SR is a truck motor...


----------



## niky (Jul 20, 2002)

> _Originally Posted by intrepid_
> 
> *SR is a truck motor... *


LOL! so is the KA24!

We had a 98' Nissan Vanette that was a joy to drive... KA24, baby!!! in a econobox van body (think... smaaaaall). Most other econobox vans in our region of Asia had crappy little 1.6s and 1.8s or 2.0 diesels... our little Nissan could run rings around them... 

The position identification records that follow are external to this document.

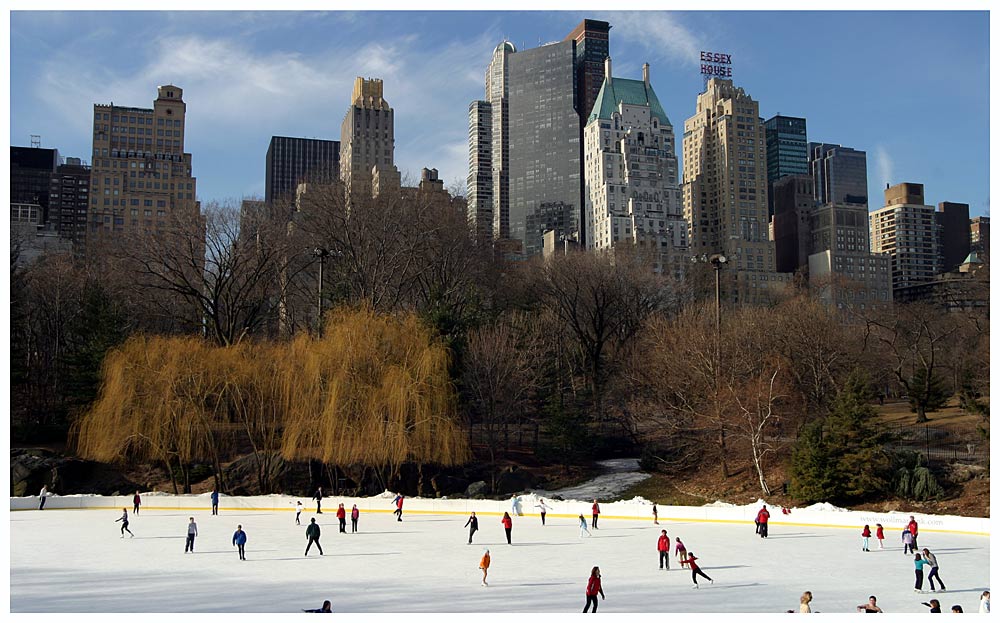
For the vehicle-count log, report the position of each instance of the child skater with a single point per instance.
(124, 520)
(696, 570)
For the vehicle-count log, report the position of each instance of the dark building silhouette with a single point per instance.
(293, 160)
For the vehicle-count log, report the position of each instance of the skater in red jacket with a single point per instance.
(663, 546)
(507, 525)
(762, 517)
(594, 589)
(342, 518)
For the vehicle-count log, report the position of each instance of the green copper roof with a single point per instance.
(634, 92)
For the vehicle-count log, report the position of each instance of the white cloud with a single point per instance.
(661, 34)
(884, 166)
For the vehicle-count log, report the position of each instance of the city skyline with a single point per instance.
(237, 84)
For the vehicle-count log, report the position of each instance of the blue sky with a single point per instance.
(910, 88)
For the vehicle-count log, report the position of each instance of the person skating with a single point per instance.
(319, 500)
(312, 535)
(543, 507)
(918, 571)
(934, 605)
(484, 564)
(696, 570)
(871, 607)
(594, 589)
(192, 532)
(124, 520)
(680, 551)
(663, 546)
(762, 516)
(327, 607)
(473, 525)
(907, 541)
(804, 602)
(342, 518)
(508, 523)
(399, 507)
(240, 541)
(913, 530)
(933, 573)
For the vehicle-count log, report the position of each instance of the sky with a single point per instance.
(909, 88)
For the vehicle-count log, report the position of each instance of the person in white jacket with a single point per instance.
(543, 507)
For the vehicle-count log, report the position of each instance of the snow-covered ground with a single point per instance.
(74, 561)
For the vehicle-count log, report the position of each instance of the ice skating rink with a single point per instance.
(74, 561)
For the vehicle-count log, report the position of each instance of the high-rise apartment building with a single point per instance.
(953, 234)
(787, 150)
(840, 174)
(479, 184)
(979, 237)
(293, 160)
(906, 229)
(725, 191)
(140, 175)
(545, 153)
(31, 170)
(69, 197)
(630, 174)
(367, 143)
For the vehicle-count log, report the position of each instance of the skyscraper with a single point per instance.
(630, 172)
(787, 151)
(725, 191)
(906, 229)
(479, 184)
(545, 185)
(139, 173)
(293, 160)
(953, 234)
(367, 143)
(840, 174)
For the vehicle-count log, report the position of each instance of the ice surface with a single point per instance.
(74, 561)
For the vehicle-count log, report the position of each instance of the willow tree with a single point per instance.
(159, 402)
(373, 390)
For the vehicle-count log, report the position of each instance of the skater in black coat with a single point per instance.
(312, 535)
(124, 520)
(473, 525)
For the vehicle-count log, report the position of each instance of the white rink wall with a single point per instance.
(817, 515)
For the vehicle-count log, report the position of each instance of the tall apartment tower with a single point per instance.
(293, 160)
(953, 234)
(979, 237)
(906, 229)
(69, 196)
(787, 151)
(367, 143)
(140, 174)
(630, 174)
(479, 184)
(840, 174)
(545, 148)
(725, 191)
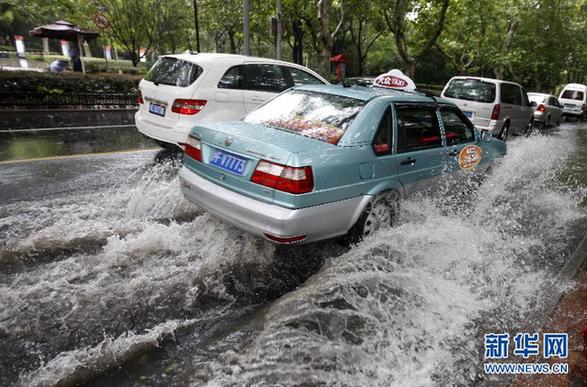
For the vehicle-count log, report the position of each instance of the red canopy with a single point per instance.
(64, 30)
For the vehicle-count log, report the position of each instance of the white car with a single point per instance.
(498, 106)
(187, 89)
(574, 100)
(547, 110)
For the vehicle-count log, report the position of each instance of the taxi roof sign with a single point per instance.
(394, 79)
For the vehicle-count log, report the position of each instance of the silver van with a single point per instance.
(500, 107)
(574, 100)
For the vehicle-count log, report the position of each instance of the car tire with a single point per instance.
(381, 212)
(505, 131)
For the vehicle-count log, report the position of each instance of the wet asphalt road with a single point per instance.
(108, 277)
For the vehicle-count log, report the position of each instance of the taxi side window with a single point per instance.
(456, 127)
(417, 128)
(382, 140)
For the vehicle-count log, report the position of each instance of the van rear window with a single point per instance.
(573, 94)
(471, 90)
(174, 72)
(320, 116)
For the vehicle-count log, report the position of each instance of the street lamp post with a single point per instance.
(278, 32)
(246, 31)
(196, 25)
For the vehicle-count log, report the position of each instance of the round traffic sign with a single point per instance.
(101, 21)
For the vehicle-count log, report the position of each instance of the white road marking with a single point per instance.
(65, 157)
(66, 128)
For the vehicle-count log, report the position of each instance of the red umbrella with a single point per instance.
(65, 30)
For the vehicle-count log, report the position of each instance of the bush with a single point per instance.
(62, 83)
(93, 65)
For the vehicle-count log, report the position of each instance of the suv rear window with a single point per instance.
(538, 98)
(573, 94)
(471, 90)
(174, 72)
(320, 116)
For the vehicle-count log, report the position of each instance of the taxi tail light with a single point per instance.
(285, 240)
(188, 106)
(296, 180)
(193, 147)
(495, 112)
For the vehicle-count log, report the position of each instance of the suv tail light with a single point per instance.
(296, 180)
(188, 106)
(495, 112)
(193, 147)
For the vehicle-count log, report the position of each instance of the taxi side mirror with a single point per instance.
(486, 136)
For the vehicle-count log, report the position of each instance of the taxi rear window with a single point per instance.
(320, 116)
(173, 72)
(471, 90)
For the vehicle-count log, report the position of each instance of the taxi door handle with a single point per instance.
(408, 161)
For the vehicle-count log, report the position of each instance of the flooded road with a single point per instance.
(109, 277)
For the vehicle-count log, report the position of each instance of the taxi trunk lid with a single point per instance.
(232, 151)
(256, 142)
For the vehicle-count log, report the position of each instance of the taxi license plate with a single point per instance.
(229, 162)
(157, 109)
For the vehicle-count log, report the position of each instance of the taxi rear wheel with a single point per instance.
(380, 213)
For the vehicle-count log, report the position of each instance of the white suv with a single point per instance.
(500, 107)
(574, 100)
(182, 90)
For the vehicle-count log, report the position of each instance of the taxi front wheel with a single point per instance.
(380, 213)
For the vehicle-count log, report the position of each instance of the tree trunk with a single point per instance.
(231, 41)
(298, 34)
(246, 33)
(411, 69)
(134, 56)
(324, 38)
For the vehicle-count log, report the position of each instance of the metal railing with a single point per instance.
(68, 100)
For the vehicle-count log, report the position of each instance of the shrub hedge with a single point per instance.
(61, 83)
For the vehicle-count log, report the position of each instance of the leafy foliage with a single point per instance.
(63, 83)
(539, 43)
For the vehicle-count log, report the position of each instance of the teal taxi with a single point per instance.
(322, 161)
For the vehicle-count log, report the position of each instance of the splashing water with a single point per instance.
(408, 306)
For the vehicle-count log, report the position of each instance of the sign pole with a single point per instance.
(81, 57)
(196, 25)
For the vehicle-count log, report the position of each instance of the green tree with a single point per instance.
(416, 26)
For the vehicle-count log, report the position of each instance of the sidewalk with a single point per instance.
(570, 316)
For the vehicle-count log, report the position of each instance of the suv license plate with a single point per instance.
(157, 109)
(229, 162)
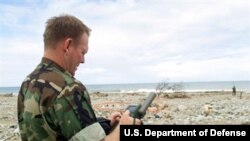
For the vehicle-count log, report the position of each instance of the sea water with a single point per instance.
(151, 87)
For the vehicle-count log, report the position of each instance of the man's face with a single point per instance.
(77, 53)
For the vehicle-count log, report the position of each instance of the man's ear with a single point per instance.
(67, 43)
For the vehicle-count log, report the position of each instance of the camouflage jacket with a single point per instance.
(53, 105)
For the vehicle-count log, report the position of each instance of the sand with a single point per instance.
(218, 107)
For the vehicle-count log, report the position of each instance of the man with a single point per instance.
(52, 104)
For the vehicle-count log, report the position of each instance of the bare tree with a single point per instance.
(162, 87)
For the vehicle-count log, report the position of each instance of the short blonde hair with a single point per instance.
(61, 27)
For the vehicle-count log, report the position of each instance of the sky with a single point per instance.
(134, 41)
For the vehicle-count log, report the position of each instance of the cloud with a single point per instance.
(134, 40)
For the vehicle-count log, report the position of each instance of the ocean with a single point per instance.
(151, 87)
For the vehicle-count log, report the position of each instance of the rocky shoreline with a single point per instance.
(219, 107)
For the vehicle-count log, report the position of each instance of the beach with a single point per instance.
(188, 108)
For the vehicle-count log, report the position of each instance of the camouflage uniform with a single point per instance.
(53, 105)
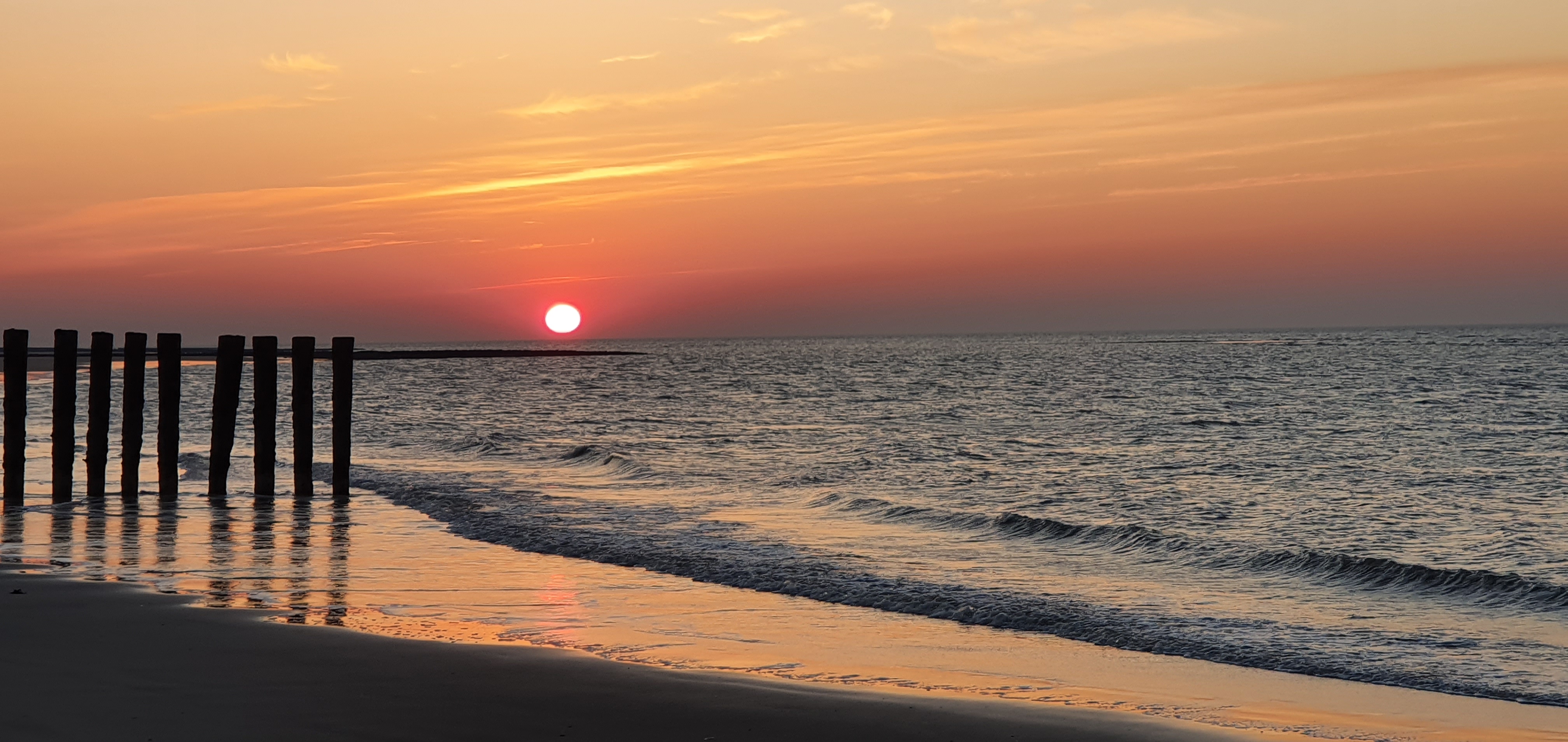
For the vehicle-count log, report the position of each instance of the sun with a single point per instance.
(564, 319)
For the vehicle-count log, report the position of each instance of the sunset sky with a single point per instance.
(441, 172)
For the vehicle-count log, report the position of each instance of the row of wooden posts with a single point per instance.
(225, 411)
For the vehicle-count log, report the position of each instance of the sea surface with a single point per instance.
(1382, 506)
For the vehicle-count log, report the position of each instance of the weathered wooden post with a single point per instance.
(303, 361)
(15, 415)
(63, 437)
(225, 411)
(100, 369)
(342, 413)
(134, 402)
(264, 382)
(168, 416)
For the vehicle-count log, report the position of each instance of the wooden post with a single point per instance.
(63, 437)
(134, 402)
(100, 369)
(342, 413)
(225, 410)
(264, 382)
(15, 415)
(303, 361)
(168, 416)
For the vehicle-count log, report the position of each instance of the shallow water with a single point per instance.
(1374, 506)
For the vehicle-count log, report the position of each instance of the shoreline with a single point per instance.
(100, 661)
(389, 572)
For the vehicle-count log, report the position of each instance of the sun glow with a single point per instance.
(564, 319)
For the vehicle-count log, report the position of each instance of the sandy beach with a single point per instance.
(114, 661)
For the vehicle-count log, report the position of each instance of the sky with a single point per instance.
(446, 172)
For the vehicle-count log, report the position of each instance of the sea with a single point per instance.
(1377, 506)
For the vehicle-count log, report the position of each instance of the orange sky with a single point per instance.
(421, 172)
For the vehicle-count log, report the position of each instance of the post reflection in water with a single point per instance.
(12, 529)
(60, 526)
(261, 553)
(220, 587)
(131, 536)
(338, 565)
(96, 546)
(300, 562)
(168, 529)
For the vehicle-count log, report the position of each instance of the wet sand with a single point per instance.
(115, 661)
(394, 573)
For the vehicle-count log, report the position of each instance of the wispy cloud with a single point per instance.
(1021, 38)
(245, 104)
(880, 16)
(758, 16)
(579, 280)
(556, 179)
(302, 65)
(1283, 179)
(631, 57)
(556, 104)
(769, 32)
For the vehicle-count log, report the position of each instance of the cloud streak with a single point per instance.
(557, 106)
(1021, 38)
(303, 65)
(880, 18)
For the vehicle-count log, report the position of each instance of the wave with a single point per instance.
(529, 522)
(606, 463)
(1366, 573)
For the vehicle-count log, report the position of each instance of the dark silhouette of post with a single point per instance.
(264, 382)
(303, 361)
(168, 416)
(134, 402)
(342, 413)
(63, 437)
(15, 415)
(225, 411)
(101, 364)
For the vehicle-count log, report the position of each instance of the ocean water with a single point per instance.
(1384, 506)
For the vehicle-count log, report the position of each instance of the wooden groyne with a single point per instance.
(229, 354)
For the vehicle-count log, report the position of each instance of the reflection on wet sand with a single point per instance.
(168, 529)
(12, 528)
(131, 536)
(262, 523)
(300, 562)
(96, 540)
(371, 565)
(220, 589)
(60, 525)
(338, 565)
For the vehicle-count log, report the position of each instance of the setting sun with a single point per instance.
(564, 319)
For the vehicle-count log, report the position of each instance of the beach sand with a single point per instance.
(347, 612)
(117, 661)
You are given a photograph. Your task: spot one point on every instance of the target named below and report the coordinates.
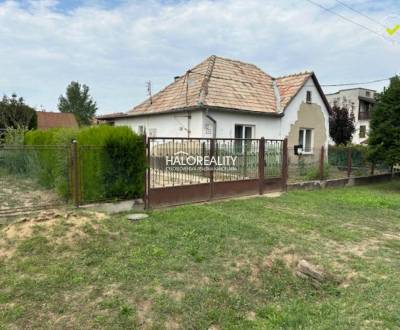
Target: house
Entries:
(48, 120)
(360, 102)
(225, 98)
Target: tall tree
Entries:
(78, 101)
(14, 113)
(384, 137)
(341, 125)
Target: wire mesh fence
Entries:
(27, 182)
(38, 177)
(338, 162)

sucked gas like a mo'fo, though. 

Automatic is great for any application... just takes you a little more money to get there than with a manual, and it's a little more difficult to manual shift... (no 4-3 manual downshift possible).


----------



## nitestridar (Jun 29, 2002)

intrepid said:


> *SR is a truck motor...  *




you got that right sr20vet


----------



## drift240sxdragqueen (Oct 23, 2002)

intrepid said:


> *SR is a truck motor...  *



the best comeback to the KA is a truck engine!!!

*YES!!!*


----------



## vsp3c (May 15, 2003)

did you guys know that the KA was in 240's before SR was in Silvias??


----------



## drift240sxdragqueen (Oct 23, 2002)

the KA24E was in trucks before 240's and the KA24E was in 240's before the SR was in Silvias cuz they had the CA at first but who cares


----------



## 93blackSER (Feb 1, 2003)

exactly drift, who cares??  just playing.


----------



## driftinS13 (Jun 24, 2003)

..haha 4AGE woootwoooot!!!!

jp, i gotta stop thinkin corolla....:/


----------



## drift240sxdragqueen (Oct 23, 2002)

wutever, u initial d wannabe


----------



## HondaHater (Aug 27, 2003)

lol


----------